The diagnostics community has an appetite for patient metrics but probably doesn’t realize false-positive rates can vary from 9% to 90% among tests, says Gutierrez.  

To avert a huge false-positive problem, adds Gerrard, manufacturers need to specify the target population in which their device has been tested and proven. 

The University of Washington provides education every year to its new crop of residents, using the lab as a resource, says Konnick. Test use is monitored, and interventions happen if they’re not used as intended. 

Top 10 List 

What labs and software developers most need to know about the FDA’s role with LDTs was summed up with a “top 10” list, courtesy of Sheila Walcoff, JD, founder and CEO of Goldbug Strategies: 

#10 – The FDA defines LDTs as a type of IVD medical device. To qualify, it must be designed and developed in single clinical lab. 

#9 – Enforcement discretion means the scope of policy is discretionary. It does not mean exemption.  

#8 – The FDA grants authority for LDT/IVD manufacturers to market testing systems either as “for professional/prescription use only” or “over-the-counter (DTC) access.” 

#7 – The FDA and CLIA regulations still co-exist. Under CLIA, all testing performed in a CLIA-certified lab is “clinical” grade and all tests in those labs must be FDA-cleared.  

#6 – The agency does not regulate the practice of medicine, but things used in the practice of medicine. Providers are free to speak about off-label use of an LDT; it is forbidden only in commercial speech about the device.  

#5 – The practice of lab medicine is not the same as clinical consulting about patient-specific test results. 

#4 – The FDA can limit misbranding and off-label statements by a lab. 

#3 – The FDA regulates software products if they’re used in a medical device context, including SaMD

#2 – The agency has defined an over-the-counter, patient-initiated genetic test system in its sub-regulatory policies, and there’s a pathway for labs that want to do these kinds of tests. For example, the label on a DTC pharmacogenetic assessment system would read, “This device is for in vitro diagnostic use only and is intended for access testing by lay user.” 
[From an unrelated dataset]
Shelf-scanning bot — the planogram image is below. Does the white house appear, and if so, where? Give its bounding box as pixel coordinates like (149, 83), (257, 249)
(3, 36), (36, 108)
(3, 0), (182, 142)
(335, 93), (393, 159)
#1 – Enforcements against LDTs are most often done by non-public communications with clinical labs and software developers. “Since 2008, the FDA has increasingly narrowed the scope of its enforcement discretion policies through incremental policymaking and regulations applicable to both LDTs and software IVD products and services,” says Walcoff. The objective is to bring labs into FDA regulatory compliance.